Luís Filipe Castro Mendes
A POESIA DE GONÇALO SALVADO
Este livro*, em que Gonçalo Salvado reúne um conjunto de poemas votados ao corpo e ao amor, com uma magnífica interpretação gráfica de Álvaro Siza Vieira, está voltado para o lado claro, solar e de festa pagã do erotismo. É que há um outro lado no erotismo, o lado do terror e da transgressão, que o peso das nossas raízes judaico-cristãs contribuiu para nos impor.
O erotismo destes versos não cede a sua luz irradiante a esses pontos negros de culpabilização e vergonha, que nos marcaram durante séculos. Ele regressa à luminosidade pura da ética pagã e em cada poema um ato de amor realizado nos interpela e desafia.
A poesia do amor cortês, que Rougemont examina no seu “L’ Amour et l’Occident”, é uma poesia da sublimação de um desejo que não pode ser realizado. Petrarca e Camões seguem essa linha, embora encontremos em Camões, homem do Renascimento, uma celebração gloriosa do amor físico, que não tem par na nossa tradição poética. O erotismo nos nossos clássicos vem em geral sublimado num amor “do desejo que permanece desejo”” (René Char) que atravessa toda a nossa poesia, de João Roiz de Castelo Branco a Teixeira de Pascoaes.
Se houvesse um par para a poesia de Gonçalo Salvado, ele seria Eugénio de Andrade, o luminoso e amoroso Eugénio, esse Eugénio que ilumina os corpos na sua dança erótica e vive a sua poesia na claridade solar de um desejo realizado. Gonçalo Salvado dança também com as palavras e nunca esquiva o encontro amoroso dos corpos com a luz viva dos poemas. Essa luz vem dos corpos e vai para os corpos, plenos de realização e êxtase.

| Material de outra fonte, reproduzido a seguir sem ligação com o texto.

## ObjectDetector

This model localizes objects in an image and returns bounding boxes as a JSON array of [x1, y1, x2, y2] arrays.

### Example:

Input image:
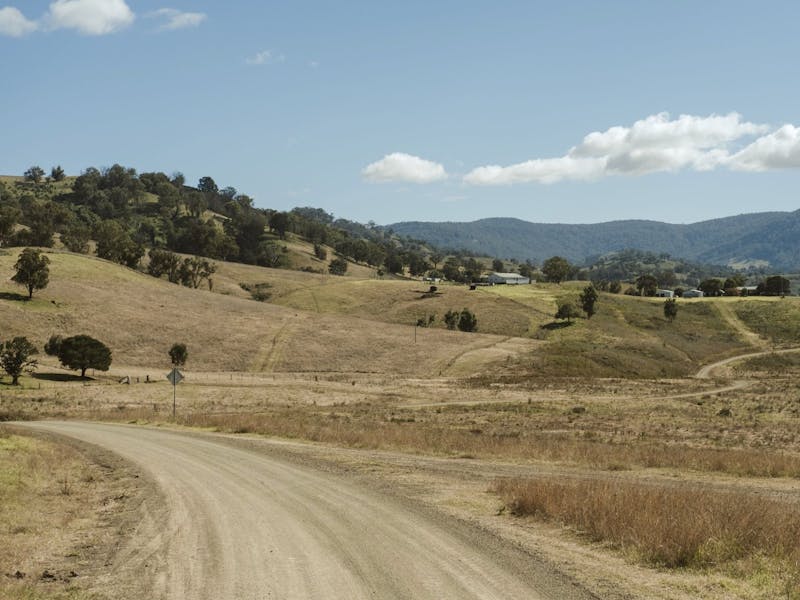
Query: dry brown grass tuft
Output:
[[492, 476, 800, 576]]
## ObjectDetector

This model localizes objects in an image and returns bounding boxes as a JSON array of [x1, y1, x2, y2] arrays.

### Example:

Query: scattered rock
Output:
[[41, 570, 55, 580], [571, 406, 586, 414], [717, 407, 732, 417], [13, 570, 25, 579]]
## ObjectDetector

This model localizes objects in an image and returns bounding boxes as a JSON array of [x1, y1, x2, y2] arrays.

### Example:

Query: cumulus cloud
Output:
[[464, 112, 772, 185], [728, 124, 800, 171], [0, 7, 38, 36], [362, 153, 448, 184], [245, 50, 285, 65], [44, 0, 135, 35], [148, 8, 206, 31]]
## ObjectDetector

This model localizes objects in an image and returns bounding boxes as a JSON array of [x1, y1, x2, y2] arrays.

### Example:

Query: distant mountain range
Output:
[[388, 210, 800, 270]]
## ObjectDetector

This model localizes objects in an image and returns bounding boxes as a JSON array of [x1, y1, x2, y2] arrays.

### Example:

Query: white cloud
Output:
[[148, 8, 206, 31], [362, 153, 448, 184], [728, 125, 800, 171], [464, 112, 771, 185], [44, 0, 135, 35], [246, 50, 285, 66], [0, 7, 38, 36]]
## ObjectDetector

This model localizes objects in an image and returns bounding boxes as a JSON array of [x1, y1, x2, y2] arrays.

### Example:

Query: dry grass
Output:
[[0, 428, 98, 599], [492, 476, 800, 594]]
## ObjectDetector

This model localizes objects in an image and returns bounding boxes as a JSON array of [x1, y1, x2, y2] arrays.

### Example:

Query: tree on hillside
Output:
[[542, 256, 571, 283], [492, 258, 504, 272], [555, 301, 580, 323], [197, 176, 218, 195], [56, 335, 112, 378], [0, 337, 38, 385], [698, 278, 723, 297], [761, 275, 791, 297], [664, 298, 678, 322], [44, 334, 63, 357], [12, 248, 50, 299], [0, 202, 21, 246], [94, 221, 144, 268], [169, 343, 188, 367], [24, 166, 45, 183], [457, 308, 478, 332], [444, 309, 460, 330], [61, 223, 91, 254], [579, 285, 598, 319], [148, 248, 182, 283], [178, 256, 217, 289], [268, 212, 290, 239], [50, 165, 66, 182], [329, 257, 348, 276], [635, 274, 658, 296]]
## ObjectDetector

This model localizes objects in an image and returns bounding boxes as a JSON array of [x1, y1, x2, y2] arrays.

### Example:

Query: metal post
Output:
[[173, 380, 176, 419]]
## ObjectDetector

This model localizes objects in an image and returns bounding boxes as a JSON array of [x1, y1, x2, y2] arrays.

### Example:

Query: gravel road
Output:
[[20, 421, 593, 600]]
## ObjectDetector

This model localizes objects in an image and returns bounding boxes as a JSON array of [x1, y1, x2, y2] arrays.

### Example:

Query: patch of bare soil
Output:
[[0, 425, 158, 600]]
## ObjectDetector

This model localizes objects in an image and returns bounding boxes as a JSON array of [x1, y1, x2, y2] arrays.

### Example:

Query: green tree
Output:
[[444, 309, 460, 330], [50, 165, 66, 182], [94, 221, 144, 268], [492, 258, 504, 272], [178, 256, 217, 289], [61, 223, 91, 253], [542, 256, 571, 283], [579, 285, 598, 319], [148, 248, 182, 283], [457, 308, 478, 332], [0, 337, 38, 385], [698, 278, 723, 297], [44, 334, 63, 356], [663, 298, 678, 322], [0, 201, 21, 246], [12, 248, 50, 299], [24, 166, 45, 183], [635, 274, 659, 296], [329, 257, 348, 276], [268, 212, 290, 239], [56, 335, 112, 378], [555, 301, 580, 323], [169, 343, 188, 367], [763, 275, 791, 296]]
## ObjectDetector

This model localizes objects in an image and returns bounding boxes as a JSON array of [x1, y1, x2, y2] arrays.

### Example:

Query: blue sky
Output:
[[2, 1, 800, 225]]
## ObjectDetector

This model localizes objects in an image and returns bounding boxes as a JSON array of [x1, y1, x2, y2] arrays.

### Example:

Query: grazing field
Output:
[[4, 252, 800, 598]]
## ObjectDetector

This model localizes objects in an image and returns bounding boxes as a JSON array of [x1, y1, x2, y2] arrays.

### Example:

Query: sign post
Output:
[[166, 368, 184, 419]]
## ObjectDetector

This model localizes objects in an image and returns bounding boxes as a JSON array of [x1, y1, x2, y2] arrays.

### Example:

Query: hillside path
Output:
[[695, 347, 800, 379], [18, 421, 592, 600]]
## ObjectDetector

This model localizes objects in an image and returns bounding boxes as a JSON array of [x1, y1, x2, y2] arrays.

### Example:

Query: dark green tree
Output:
[[0, 337, 38, 385], [329, 257, 348, 276], [268, 212, 290, 239], [579, 285, 598, 319], [169, 343, 188, 367], [663, 298, 678, 322], [444, 309, 460, 330], [542, 256, 571, 283], [12, 248, 50, 299], [698, 278, 723, 297], [0, 201, 21, 246], [555, 301, 580, 323], [61, 223, 91, 253], [94, 221, 144, 268], [44, 334, 63, 356], [24, 166, 45, 183], [178, 257, 217, 289], [56, 335, 112, 378], [492, 258, 504, 272], [457, 308, 478, 332], [635, 274, 659, 296], [763, 275, 791, 296], [148, 248, 182, 283], [50, 165, 66, 182]]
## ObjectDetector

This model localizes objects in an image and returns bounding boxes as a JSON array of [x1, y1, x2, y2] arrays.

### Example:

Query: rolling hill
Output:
[[388, 210, 800, 269], [6, 248, 792, 380]]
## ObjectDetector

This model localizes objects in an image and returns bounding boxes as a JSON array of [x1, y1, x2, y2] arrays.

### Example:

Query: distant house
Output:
[[656, 289, 674, 298], [487, 272, 531, 285], [682, 289, 704, 298]]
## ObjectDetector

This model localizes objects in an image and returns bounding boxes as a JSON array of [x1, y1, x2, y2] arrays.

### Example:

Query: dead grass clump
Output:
[[492, 476, 800, 571]]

O “paraíso sem mediações”, que Eduardo Lourenço via na poesia de Eugénio de Andrade, encontra-se aqui intensificado numa dimensão carnal que nos poderia até levar à mística, como nos poetas sufis ou em Santa Teresa de Ávila, se Gonçalo Salvado não estivesse sempre do lado da realidade imanente do amor dos corpos, recusando a fuga para qualquer transcendência.
Eros opõe-se a Thanatos, esse instinto de morte que leva a Humanidade a dilacerar-se periodicamente em guerras destruidoras e mortais. Eros, ensina-nos Freud, é o instinto que mantém a Paz. E é também aquele que nos abre para a alegria e para a criação, para a arte e para a beleza. De cada poema, de cada criação artística se pode dizer, como dizia Keats: “a thing of Beauty is a Joy forever”.
Ficarão connosco estes poemas de Gonçalo Salvado, com os desenhos de Álvaro Siza Vieira e o prólogo de Maria João Fernandes, como mais uma manifestação da nossa humanidade, contra tudo o que nos queira manipular e sujeitar. A poesia ensina-nos a preciosa fragilidade das palavras. E assim nos torna a todos mais humanos.